Prior to the building of the first flatted factories, light industries such as metal working, shoe making, textiles and paper products manufacturing, had been accommodated in a mix of low rise units. Many operated out of pre-war shophouses or makeshift wooden and zinc -factories – some of which may have been squatting on state land.

Redevelopment, as well as the pressing need to develop new factory space for light industries to fuel growth, saw Singapore look towards Hong Kong, where the mainstay of the economy had been its small manufacturers. The building of multi-storey factory buildings, which provide large amounts of inexpensive factory space close to its urban centre – close to its source of labour and also where there was easy access to transportation, had proven a great success.

High rise industrial buildings, very much part of the landscape of today’s Singapore, were introduced in the 1960s. The idea was borrowed from Hong Kong, which pioneered the provision of low cost factory units housed in multi-storey buildings for the small enterprises that were a mainstay of its economy.

A pilot programme initiated by the Economic Development Board, gave us the first flatted factory buildings in 1966. Built at Tanglin Halt, Bendeemer, Kallang and Kampong Ampat, space in the five-storey flatted factory blocks were quickly taken up and many more were built.

This success also led to private investment in flatted factories. Along with those built by that were built by the Jurong Town Corporation (JTC), there were also many privately developed multi-storey factory blocks that have cropped up all over Singapore over the years.

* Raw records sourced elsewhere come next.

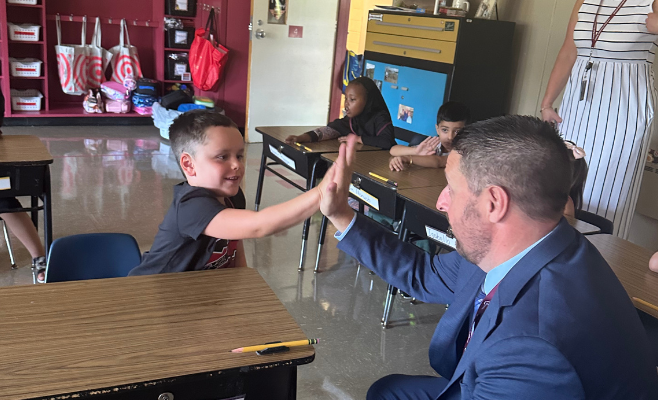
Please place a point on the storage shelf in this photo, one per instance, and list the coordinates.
(25, 5)
(70, 110)
(176, 16)
(25, 42)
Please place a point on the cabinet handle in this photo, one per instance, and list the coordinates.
(422, 28)
(404, 46)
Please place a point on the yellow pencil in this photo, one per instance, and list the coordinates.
(390, 182)
(304, 342)
(301, 145)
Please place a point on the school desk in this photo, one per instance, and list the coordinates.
(25, 171)
(147, 337)
(630, 263)
(303, 160)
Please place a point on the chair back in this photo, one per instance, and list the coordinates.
(92, 256)
(605, 225)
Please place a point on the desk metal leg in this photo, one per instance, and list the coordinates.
(261, 177)
(403, 233)
(34, 213)
(47, 213)
(310, 183)
(323, 233)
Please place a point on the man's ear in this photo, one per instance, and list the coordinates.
(187, 164)
(497, 200)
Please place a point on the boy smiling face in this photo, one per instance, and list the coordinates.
(218, 163)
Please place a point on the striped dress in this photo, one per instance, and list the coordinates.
(613, 122)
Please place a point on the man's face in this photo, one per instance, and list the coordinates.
(464, 209)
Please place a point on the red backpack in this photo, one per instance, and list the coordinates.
(207, 57)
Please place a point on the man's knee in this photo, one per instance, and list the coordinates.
(383, 388)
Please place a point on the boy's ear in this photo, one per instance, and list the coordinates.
(187, 164)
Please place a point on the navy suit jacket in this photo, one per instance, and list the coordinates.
(560, 326)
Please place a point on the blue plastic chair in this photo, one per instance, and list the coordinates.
(92, 256)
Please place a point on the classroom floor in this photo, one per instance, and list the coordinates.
(119, 179)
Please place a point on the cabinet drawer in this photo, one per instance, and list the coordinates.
(419, 27)
(423, 49)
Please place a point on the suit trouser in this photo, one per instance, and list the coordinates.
(407, 387)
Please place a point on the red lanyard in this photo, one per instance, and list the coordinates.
(478, 315)
(596, 34)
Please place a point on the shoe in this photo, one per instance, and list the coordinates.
(39, 269)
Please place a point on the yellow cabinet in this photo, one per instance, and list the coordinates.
(423, 49)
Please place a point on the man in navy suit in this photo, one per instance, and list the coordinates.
(535, 311)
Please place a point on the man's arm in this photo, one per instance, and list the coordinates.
(403, 265)
(525, 368)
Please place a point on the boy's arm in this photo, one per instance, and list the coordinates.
(241, 257)
(429, 161)
(399, 150)
(235, 224)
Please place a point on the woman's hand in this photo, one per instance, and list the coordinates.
(549, 115)
(652, 19)
(343, 139)
(397, 163)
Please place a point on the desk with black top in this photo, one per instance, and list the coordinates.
(303, 160)
(25, 171)
(159, 337)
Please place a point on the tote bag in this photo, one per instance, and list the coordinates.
(125, 61)
(98, 59)
(72, 62)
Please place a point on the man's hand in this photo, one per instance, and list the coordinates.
(343, 139)
(428, 146)
(335, 186)
(295, 139)
(397, 163)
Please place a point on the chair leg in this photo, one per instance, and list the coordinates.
(390, 296)
(11, 251)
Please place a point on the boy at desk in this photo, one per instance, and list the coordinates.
(207, 220)
(433, 151)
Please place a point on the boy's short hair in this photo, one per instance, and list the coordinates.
(453, 111)
(189, 129)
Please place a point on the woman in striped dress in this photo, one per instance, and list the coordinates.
(608, 104)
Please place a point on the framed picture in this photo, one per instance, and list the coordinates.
(277, 12)
(486, 9)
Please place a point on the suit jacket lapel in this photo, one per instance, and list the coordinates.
(443, 351)
(510, 287)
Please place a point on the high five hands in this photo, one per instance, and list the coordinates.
(335, 186)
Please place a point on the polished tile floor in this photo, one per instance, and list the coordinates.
(119, 179)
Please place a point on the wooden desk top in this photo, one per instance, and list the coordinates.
(377, 162)
(280, 133)
(428, 196)
(23, 149)
(630, 263)
(76, 336)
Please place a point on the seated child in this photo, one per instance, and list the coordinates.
(433, 151)
(206, 222)
(578, 177)
(20, 224)
(366, 115)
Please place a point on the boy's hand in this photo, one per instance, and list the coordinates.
(335, 186)
(397, 163)
(343, 139)
(428, 146)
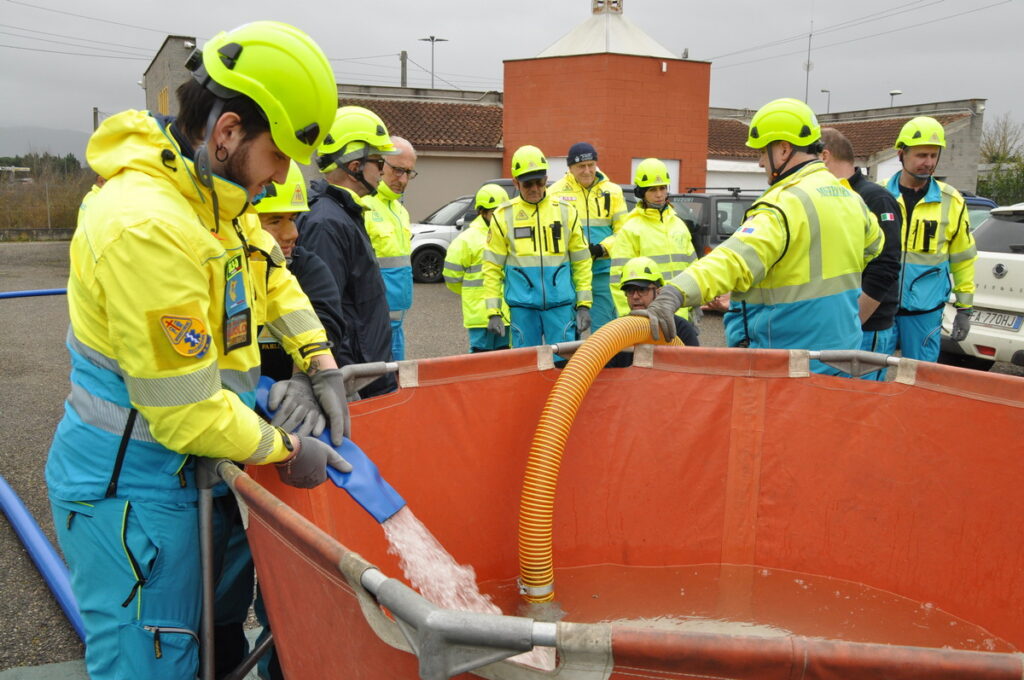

The first flatted factories were rarely over 5 stories high and built without lifts, these days, they are typically higher.

Along with those built within the boundaries of public housing estates such as Queenstown and Toa Payoh, large clusters of flatted factories also came up in light industrial estates. One such estate is the Kolam Ayer Industrial Park, which features a rather interesting mix of private and JTC built flatted factory buildings.

The industrial park, is perhaps best known for the names of its roads. Some such as Tannery Lane, shed some light on the industrial  history of the area. There are others that have puzzling origins – such as one with the strangest of names, Kallang Pudding Road.

It is suggested that the pudding in the name originates from the pokok puding, Malay for the croton plant – a commonly seen shrub with variegated leaves. A road that served as a “shortcut” for my parents on their drives back from the Kallang area to Toa Payoh, where we lived, in my younger days; my overactive imagination had it as being a reference to the pudding I thought the swamp that once occupied the area had been.

The name of the area, Kolam Ayer, which was at the confluence of the Kallang and Whampoa Rivers, alludes to it having been a body of water (it means a basin, pond or pool of water in Malay). Old maps show it as a huge tidal swamp – part of a much bigger Kallang Basin than the one we know today and one around which industries such as sawmills thrived. The maps also show the municipal dump and an incinerator that operated in the area up until 1959.

A huge inland reclamation project in the area commenced at the end of 1961. Earth recovered from the major public housing project that was taking shape in Toa Payoh was apparently used. Carried out with the intention of transforming the basin, which covered a total area of some 405 hectares, into Singapore’s second industrial estate.

The first phase of the project was completed in 1969. At that point, some 3.8 million cubic metres of earth was used in filling up 154 hectares out of an area of 182 hectares that would have been submerged at high tide.

Kolam Ayer Industrial Park is a mix of private and government built flatted factory units and low rise light industrial building which was built on a site of a huge swamp at the confluence of the Kallang and Whampoa Rivers which was reclaimed in the 1960s using earth from Toa Payoh.

New buildings started coming up on the reclaimed land from the late 1970s , with the bulk, including those erected by the JTC, built in the early 1980s. The estate is probably one of the more interesting industrial areas to wander around. coloured by a mix of old and new factory buildings – some of which sit on seemingly small plots of land.

The mix provides a completely different feel to ones built at one go. It isn't the lack of uniformity or its regular warehouse sales where one can pick up a bargain or two that makes the estate interesting; if one looks hard enough, there are also some rather interesting culinary offerings that certainly will alter one's perception of what an industrial estate can be all about.

One of the flatted factory buildings which colour the Kolam Ayer Industrial Park.